Byrnes: You mentioned focusing on "ugly" stocks, boring stocks, versus the glamour stocks. Let's take a look at maybe one stock that you'll look at that could be an example of a boring, ugly stock.

Greenwald: OK. Let me say something, which is that there is a peculiar disjunction in the market, compared to history. Historically, bank trust departments bought these big, safe multinationals, and those stocks historically have always therefore been overpriced, because that's what the big money thought was safe.

What's happened over the last 10 years is that those investors are all looking to be in hedge funds and other alternative assets, and hedge funds can't justify their fee structures if they're going to go invest in the Exxons or the stock that I'm going to talk about, which is the Nestlés of the world.

At the moment, what's a little disorienting I think for value investors is that a lot of the great opportunities are in stocks like Nestlé. You can do the numbers fairly straightforwardly in terms of what I would take to be the Graham and Dodd value approach to this, which is you don't want to try and put a number on the value, because that's really impossible.

You do one percent off on the growth rate, and one percent off on the cost of capital, and all of a sudden the value doubles.

Byrnes: Right. Junk in, junk out.

Greenwald: Right, so look at a return. What you're getting in Nestlé today is a 3.25 percent dividend. The underlying businesses are growing at roughly six to seven percent a year, globally.

Now, that's obscured because actually they quote their numbers in Swiss francs. Since the Swiss franc has been appreciating historically at six percent a year almost, relative to the rest of the world, they report growth of 2.5 percent and people are not careful about doing the translation.

The second thing is, because they have big operating leverage in distribution, which is the heart of where their franchise is rooted, actually their profitability grows faster, and has for many, many years, than their revenue growth, so you're looking at profit growth, conceivably, of seven percent, eight percent a year, on top of the three percent-plus dividend.

Even if the multiple doesn't improve at all and the dividend yield doesn't improve – and dividends by the way have grown over the last 10 years at almost 12 percent a year – you're looking at a return of 10-11 percent a year, compared to under two percent in Treasury bonds.

Nestlé also is incredibly low-risk.

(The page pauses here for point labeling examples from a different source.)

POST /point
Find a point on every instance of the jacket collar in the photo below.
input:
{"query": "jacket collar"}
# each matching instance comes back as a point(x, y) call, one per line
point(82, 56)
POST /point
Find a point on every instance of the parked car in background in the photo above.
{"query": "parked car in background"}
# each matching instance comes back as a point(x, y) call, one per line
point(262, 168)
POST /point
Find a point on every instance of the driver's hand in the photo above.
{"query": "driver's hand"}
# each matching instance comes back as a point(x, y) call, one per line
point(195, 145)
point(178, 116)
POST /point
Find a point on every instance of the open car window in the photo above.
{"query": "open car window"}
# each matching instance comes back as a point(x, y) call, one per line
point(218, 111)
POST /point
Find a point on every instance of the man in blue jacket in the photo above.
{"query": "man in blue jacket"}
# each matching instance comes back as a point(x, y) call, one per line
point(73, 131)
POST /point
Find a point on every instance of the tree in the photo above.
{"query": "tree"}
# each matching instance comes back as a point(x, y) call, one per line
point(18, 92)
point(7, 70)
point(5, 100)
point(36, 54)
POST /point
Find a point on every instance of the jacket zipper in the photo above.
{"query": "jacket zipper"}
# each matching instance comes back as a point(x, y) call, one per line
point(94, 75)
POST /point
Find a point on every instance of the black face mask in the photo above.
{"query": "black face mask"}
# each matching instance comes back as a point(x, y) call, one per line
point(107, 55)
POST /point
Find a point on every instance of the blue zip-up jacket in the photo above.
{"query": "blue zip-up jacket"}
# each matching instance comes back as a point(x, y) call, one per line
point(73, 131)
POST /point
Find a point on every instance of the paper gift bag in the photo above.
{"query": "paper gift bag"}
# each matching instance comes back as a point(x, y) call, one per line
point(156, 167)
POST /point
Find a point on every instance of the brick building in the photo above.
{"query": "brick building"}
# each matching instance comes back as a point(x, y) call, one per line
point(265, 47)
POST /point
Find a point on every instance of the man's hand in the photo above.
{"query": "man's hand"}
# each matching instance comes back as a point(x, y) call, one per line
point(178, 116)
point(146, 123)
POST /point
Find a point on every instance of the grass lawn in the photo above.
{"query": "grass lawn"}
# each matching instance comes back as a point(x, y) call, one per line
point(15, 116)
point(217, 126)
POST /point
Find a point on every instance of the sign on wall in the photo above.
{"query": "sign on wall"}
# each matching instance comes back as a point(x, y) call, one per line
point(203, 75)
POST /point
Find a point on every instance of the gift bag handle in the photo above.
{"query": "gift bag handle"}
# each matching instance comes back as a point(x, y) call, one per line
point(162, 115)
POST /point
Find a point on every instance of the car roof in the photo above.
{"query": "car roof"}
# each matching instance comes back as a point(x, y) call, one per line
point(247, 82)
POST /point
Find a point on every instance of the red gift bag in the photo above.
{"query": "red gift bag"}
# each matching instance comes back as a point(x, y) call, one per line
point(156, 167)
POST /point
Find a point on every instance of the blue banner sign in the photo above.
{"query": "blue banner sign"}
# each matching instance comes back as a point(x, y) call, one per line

You can see what happened to them since 2003, which is when all the commodity inputs went up in price, and they passed it all along. Their margins increased steadily throughout the period since then, and you can see what happens to them in the crisis, which is '98-'99, and it's almost nothing.

Here you've got a high return with very little underlying risk, compared to fixed income, which is almost nothing. I think when you look at stocks, you want to say: "Can I do better than Nestlé?"